Dependence of mitochondrial oxidative phosphorylation on activity of the adenine nucleotide translocase.

The coupled reactions of electron transport and ATP synthesis for the first two sites of mitochondrial oxidative phosphorylation have been previously reported to be near equilibrium in isolated respiring pigeon heart (Erecińska, M., Veech, R. L., and Wilson, D. F. (1974) Arch. Biochem.

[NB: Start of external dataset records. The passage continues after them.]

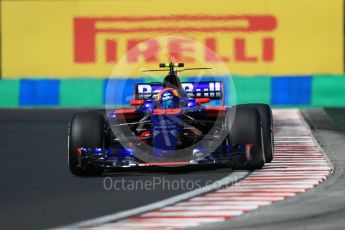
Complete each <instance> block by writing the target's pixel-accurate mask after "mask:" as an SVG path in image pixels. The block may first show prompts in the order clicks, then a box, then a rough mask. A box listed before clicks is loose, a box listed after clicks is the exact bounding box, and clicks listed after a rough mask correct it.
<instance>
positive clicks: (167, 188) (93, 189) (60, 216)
mask: <svg viewBox="0 0 345 230" xmlns="http://www.w3.org/2000/svg"><path fill="white" fill-rule="evenodd" d="M74 112H76V111H74V110H49V109H48V110H0V178H1V179H0V229H45V228H51V227H58V226H61V225H66V224H70V223H75V222H78V221H82V220H85V219H90V218H95V217H98V216H103V215H106V214H109V213H115V212H119V211H123V210H127V209H132V208H135V207H139V206H142V205H145V204H150V203H153V202H155V201H159V200H162V199H165V198H168V197H171V196H174V195H177V194H181V193H185V192H187V191H189V190H191V189H193V188H197V187H199V186H203V185H205V184H206V183H210V182H213V181H215V180H219V179H221V178H223V177H225V176H227V175H229V173H231V171H230V170H229V169H226V168H225V169H224V168H217V169H209V168H206V169H200V170H174V169H171V170H163V171H162V170H158V171H154V170H148V171H129V172H115V173H111V174H108V175H105V176H102V177H88V178H80V177H76V176H72V175H71V174H70V173H69V171H68V168H67V127H68V122H69V120H70V118H71V116H72V114H73V113H74ZM107 176H110V177H111V178H112V181H113V182H114V181H120V180H122V179H124V180H126V181H127V182H126V183H124V186H125V187H124V189H122V185H121V184H120V185H119V184H118V186H117V188H119V189H120V190H116V189H110V190H109V186H110V185H111V184H110V183H106V185H107V186H106V188H104V179H105V178H106V177H107ZM154 179H155V180H156V183H157V185H156V186H149V189H145V188H142V187H140V185H139V189H137V190H131V187H127V186H131V185H132V184H133V183H135V182H136V181H153V180H154ZM182 180H184V181H185V182H181V181H182ZM159 181H161V183H159ZM173 181H175V182H173ZM176 181H177V182H176ZM187 181H189V182H190V183H189V185H188V186H187ZM191 181H192V182H191ZM108 182H109V181H108ZM169 182H170V184H172V183H175V185H176V184H177V185H176V186H175V187H174V188H172V187H170V188H169V186H168V184H169ZM147 183H151V182H147ZM193 183H194V184H193ZM192 184H193V185H192ZM170 186H172V185H170ZM152 188H155V189H152Z"/></svg>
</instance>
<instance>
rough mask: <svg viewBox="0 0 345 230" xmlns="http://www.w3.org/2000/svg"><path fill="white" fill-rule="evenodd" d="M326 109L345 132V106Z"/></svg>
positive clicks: (339, 127)
mask: <svg viewBox="0 0 345 230" xmlns="http://www.w3.org/2000/svg"><path fill="white" fill-rule="evenodd" d="M325 111H326V112H327V113H328V115H329V116H330V117H331V118H332V119H333V120H334V122H335V123H336V125H337V126H338V128H339V129H340V130H341V131H342V132H343V133H344V134H345V108H325Z"/></svg>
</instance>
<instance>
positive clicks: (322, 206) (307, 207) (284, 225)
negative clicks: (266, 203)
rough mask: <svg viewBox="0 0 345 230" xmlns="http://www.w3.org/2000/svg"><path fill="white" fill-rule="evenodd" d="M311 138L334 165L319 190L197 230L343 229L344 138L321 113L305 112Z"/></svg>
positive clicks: (318, 188)
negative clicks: (324, 153)
mask: <svg viewBox="0 0 345 230" xmlns="http://www.w3.org/2000/svg"><path fill="white" fill-rule="evenodd" d="M303 114H304V117H305V118H306V120H307V122H308V123H309V125H310V126H311V129H312V132H313V135H314V136H315V138H316V139H317V140H318V142H319V144H320V146H321V147H322V149H323V150H324V151H325V152H326V153H327V156H328V158H329V159H330V161H331V162H332V164H333V165H334V173H333V175H331V176H330V178H329V179H328V180H326V181H325V182H324V183H322V184H321V185H319V186H318V187H316V188H314V189H312V190H309V191H307V192H305V193H302V194H300V195H298V196H295V197H292V198H289V199H288V200H285V201H283V202H278V203H276V204H273V205H270V206H266V207H263V208H260V209H257V210H254V211H251V212H249V213H247V214H245V215H242V216H239V217H237V218H234V219H231V220H229V221H224V222H220V223H214V224H207V225H204V226H202V227H201V228H198V229H203V230H206V229H224V230H225V229H240V230H254V229H255V230H275V229H289V230H297V229H303V230H305V229H311V230H318V229H337V230H338V229H344V226H345V218H344V217H345V148H344V144H345V136H344V135H343V134H342V133H341V132H339V131H338V130H337V127H336V126H335V124H334V123H333V121H332V120H331V119H330V118H329V116H328V115H327V114H326V113H325V112H324V111H323V110H322V109H318V110H305V111H303Z"/></svg>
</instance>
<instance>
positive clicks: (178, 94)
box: [158, 88, 180, 109]
mask: <svg viewBox="0 0 345 230" xmlns="http://www.w3.org/2000/svg"><path fill="white" fill-rule="evenodd" d="M158 101H159V103H160V105H161V107H162V108H163V109H174V108H177V107H178V106H179V103H180V95H179V94H178V92H177V90H175V89H173V88H166V89H163V90H162V91H161V92H159V94H158Z"/></svg>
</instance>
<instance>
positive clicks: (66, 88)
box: [0, 75, 345, 108]
mask: <svg viewBox="0 0 345 230" xmlns="http://www.w3.org/2000/svg"><path fill="white" fill-rule="evenodd" d="M216 79H217V80H224V82H225V91H226V95H227V98H226V104H228V105H229V104H230V105H231V104H239V103H256V102H258V103H260V102H261V103H268V104H271V105H272V106H277V107H280V106H282V107H286V106H302V107H308V106H345V92H344V91H345V75H327V76H326V75H315V76H296V77H294V76H279V77H269V76H255V77H249V76H245V77H244V76H234V77H233V78H232V79H233V81H230V80H229V79H228V78H222V77H217V78H216ZM184 80H187V81H188V80H192V79H191V78H186V79H184ZM205 80H207V78H205ZM145 81H148V79H143V78H135V79H111V80H108V79H21V80H18V79H16V80H14V79H2V80H0V107H1V108H16V107H102V106H104V105H105V104H111V105H123V104H129V100H130V99H131V98H132V97H133V85H134V83H139V82H145ZM231 82H232V83H233V84H234V87H235V89H236V97H234V96H233V95H232V93H231V92H230V91H231V90H229V89H230V84H231ZM107 87H108V90H109V89H110V90H112V91H114V92H115V94H114V97H111V98H107V100H105V92H106V88H107ZM117 89H121V90H119V92H118V94H119V95H118V96H117V95H116V93H117V92H116V90H117Z"/></svg>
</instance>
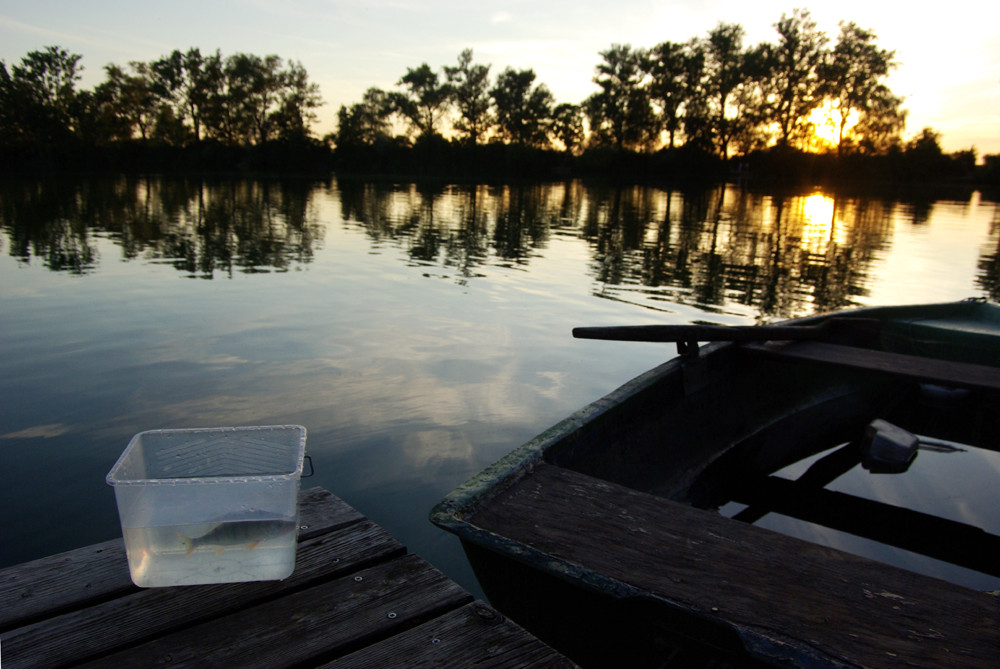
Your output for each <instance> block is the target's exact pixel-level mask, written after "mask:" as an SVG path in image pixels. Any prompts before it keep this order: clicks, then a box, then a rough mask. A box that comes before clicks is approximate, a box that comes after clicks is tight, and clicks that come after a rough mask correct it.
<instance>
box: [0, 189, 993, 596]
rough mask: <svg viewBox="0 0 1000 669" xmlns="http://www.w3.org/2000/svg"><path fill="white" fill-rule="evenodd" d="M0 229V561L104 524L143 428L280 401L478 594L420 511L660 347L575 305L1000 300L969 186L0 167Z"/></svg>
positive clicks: (613, 380)
mask: <svg viewBox="0 0 1000 669" xmlns="http://www.w3.org/2000/svg"><path fill="white" fill-rule="evenodd" d="M0 251H2V255H0V453H2V458H3V464H4V466H3V467H2V468H0V527H3V541H2V543H0V566H6V565H9V564H14V563H18V562H21V561H24V560H29V559H33V558H37V557H41V556H43V555H47V554H51V553H54V552H58V551H63V550H68V549H70V548H75V547H78V546H81V545H85V544H88V543H92V542H96V541H101V540H105V539H109V538H112V537H114V536H116V535H118V534H119V532H120V529H119V527H118V518H117V511H116V509H115V504H114V495H113V492H112V490H111V488H110V487H108V486H107V485H105V483H104V476H105V474H106V473H107V471H108V470H109V469H110V468H111V466H112V464H114V462H115V460H116V459H117V457H118V456H119V455H120V453H121V451H122V450H123V449H124V447H125V445H126V444H127V443H128V441H129V439H130V438H131V436H132V435H134V434H135V433H137V432H140V431H143V430H148V429H156V428H182V427H209V426H223V425H264V424H287V423H294V424H302V425H305V426H306V428H307V429H308V431H309V435H308V442H307V452H308V453H309V454H311V456H312V458H313V461H314V463H315V468H316V474H315V476H313V477H312V478H310V479H306V480H305V481H303V484H304V485H321V486H323V487H326V488H327V489H329V490H331V491H333V492H334V493H336V494H337V495H339V496H341V497H343V498H344V499H345V500H346V501H347V502H348V503H350V504H351V505H352V506H354V507H356V508H357V509H359V510H360V511H361V512H362V513H364V514H365V515H367V516H369V517H370V518H372V519H373V520H375V521H376V522H378V523H380V524H382V525H383V526H385V527H386V528H387V529H388V530H389V531H390V532H392V533H393V534H395V535H396V536H397V537H399V538H400V540H401V541H403V543H405V544H406V545H407V546H408V548H409V549H410V550H411V551H413V552H415V553H418V554H419V555H421V556H423V557H425V558H426V559H428V560H429V561H430V562H432V563H433V564H435V565H436V566H438V567H440V568H441V569H442V570H444V571H445V572H446V573H448V575H449V576H451V577H452V578H454V579H455V580H457V581H458V582H459V583H461V584H462V585H463V586H465V587H467V588H470V589H472V590H474V591H478V588H477V587H476V585H475V582H474V579H473V577H472V575H471V572H470V571H469V569H468V567H467V565H466V563H465V560H464V557H463V555H462V553H461V550H460V548H459V546H458V543H457V540H455V539H454V538H453V537H451V536H450V535H446V534H445V533H444V532H442V531H440V530H437V529H436V528H434V527H433V526H431V525H430V523H429V522H428V521H427V513H428V511H429V510H430V508H431V507H432V506H433V505H434V504H435V503H436V502H437V501H439V500H440V499H441V498H442V497H443V496H444V495H445V494H447V493H448V492H449V491H450V490H452V489H453V488H454V487H456V486H457V485H458V484H460V483H462V482H463V481H464V480H466V479H467V478H468V477H469V476H471V475H472V474H474V473H475V472H477V471H479V470H480V469H481V468H483V467H485V466H486V465H488V464H490V463H491V462H493V461H495V460H496V459H498V458H499V457H500V456H502V455H503V454H505V453H506V452H507V451H509V450H511V449H512V448H514V447H515V446H517V445H519V444H521V443H522V442H523V441H525V440H527V439H528V438H530V437H531V436H533V435H534V434H536V433H538V432H540V431H541V430H543V429H545V428H547V427H549V426H550V425H552V424H553V423H555V422H557V421H558V420H560V419H561V418H563V417H564V416H566V415H567V414H569V413H571V412H572V411H573V410H575V409H577V408H579V407H580V406H582V405H584V404H586V403H587V402H590V401H592V400H594V399H596V398H597V397H599V396H601V395H603V394H605V393H606V392H608V391H610V390H611V389H613V388H614V387H616V386H617V385H619V384H620V383H623V382H624V381H626V380H628V379H629V378H631V377H633V376H635V375H636V374H638V373H640V372H642V371H644V370H646V369H648V368H650V367H652V366H653V365H655V364H658V363H659V362H662V361H663V360H664V359H666V358H668V357H672V356H673V355H674V350H673V348H672V347H665V346H663V345H656V344H636V343H631V344H630V343H613V342H595V341H583V340H574V339H572V338H571V337H570V330H571V329H572V328H573V327H574V326H579V325H612V324H643V323H658V322H669V323H688V322H695V321H697V322H710V323H718V324H744V323H753V322H766V321H771V320H778V319H781V318H786V317H792V316H801V315H806V314H810V313H814V312H817V311H826V310H830V309H836V308H844V307H849V306H854V305H872V304H889V303H919V302H929V301H947V300H954V299H962V298H966V297H978V296H990V297H992V298H993V299H997V298H1000V253H998V251H1000V208H998V205H997V203H996V202H991V201H983V200H981V198H980V196H979V194H978V193H973V194H972V195H971V196H970V197H968V198H967V199H964V198H963V199H961V200H948V201H944V200H942V201H899V200H894V199H887V198H878V197H834V196H833V195H832V194H828V193H823V192H820V191H816V192H807V193H797V194H790V195H782V196H778V195H770V194H760V193H752V192H747V191H742V190H740V189H739V188H737V187H734V186H731V185H730V186H717V187H712V188H698V189H690V190H683V191H682V190H666V189H662V188H655V187H646V186H635V187H606V186H590V185H586V184H583V183H581V182H577V181H574V182H568V183H547V184H534V185H522V186H487V185H444V184H437V185H430V186H428V185H417V184H410V183H403V184H391V183H370V182H355V181H351V182H345V181H340V182H337V181H328V182H313V181H305V180H303V181H264V180H260V181H250V180H233V181H210V182H204V181H200V180H181V179H159V178H151V179H119V180H108V181H85V182H76V181H46V182H33V181H5V182H0ZM924 460H925V461H931V460H932V458H924ZM988 473H990V474H991V475H992V477H993V478H992V480H993V481H995V480H996V477H997V476H1000V471H993V472H988ZM954 476H955V477H956V479H958V478H959V477H960V476H961V475H959V474H955V475H954ZM953 484H954V485H955V487H956V488H962V487H963V486H964V485H965V484H964V483H963V482H962V481H960V480H955V481H953ZM985 492H986V493H989V492H992V491H991V490H990V491H985ZM994 513H996V511H995V510H994ZM994 520H995V518H994ZM966 522H968V521H967V520H966ZM991 522H992V521H991Z"/></svg>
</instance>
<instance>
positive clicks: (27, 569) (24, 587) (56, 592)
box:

Biophys. 160, 412-421) and rat liver mitochondria (Forman, N. G., and Wilson, D. F. (1982) J. Biol. Chem. 257, 12908-12915). Measurements are presented in this paper which demonstrate that the same relationship exists for both forward and reverse electron transport in rat heart mitochondria. This conclusion implies that adenine nucleotide translocation, a partial reaction of the system, is also near equilibrium, contrasting with proposals that the translocase is rate-limiting for oxidative phosphorylation. To resolve this controversy, the respiratory rates of suspensions of isolated rat liver and rat heart mitochondria were controlled by varying either the added [ATP]/[ADP][Pi] ratios ratios or [ADP] (by varying hexokinase in a regenerating system). Titrations with carboxyatractyloside, a high affinity inhibitor of the translocase which is noncompetitive with ADP, were carried out to assess the dependence of the respiratory rate on translocase activity. Plots of respiratory rate versus [carboxyatractyloside] were all strongly sigmoidal. In liver mitochondria, 40%-70% and in heart mitochondria 66% of the sites could be blocked with carboxyatractyloside before a 10% decrease in the respiratory rate was observed. Further analysis showed that liver and heart mitochondria have translocase/cytochrome a ratios of 1.52 and 3.20, respectively, and that at 23 degrees C the maximal turnover numbers for the translocases were 65 s-1 and 23 s-1. In all states of controlled respiration (no added inhibitor), a substantial excess of translocase activity was present, suggesting that the translocase was not normally rate-limiting in oxidative phosphorylation.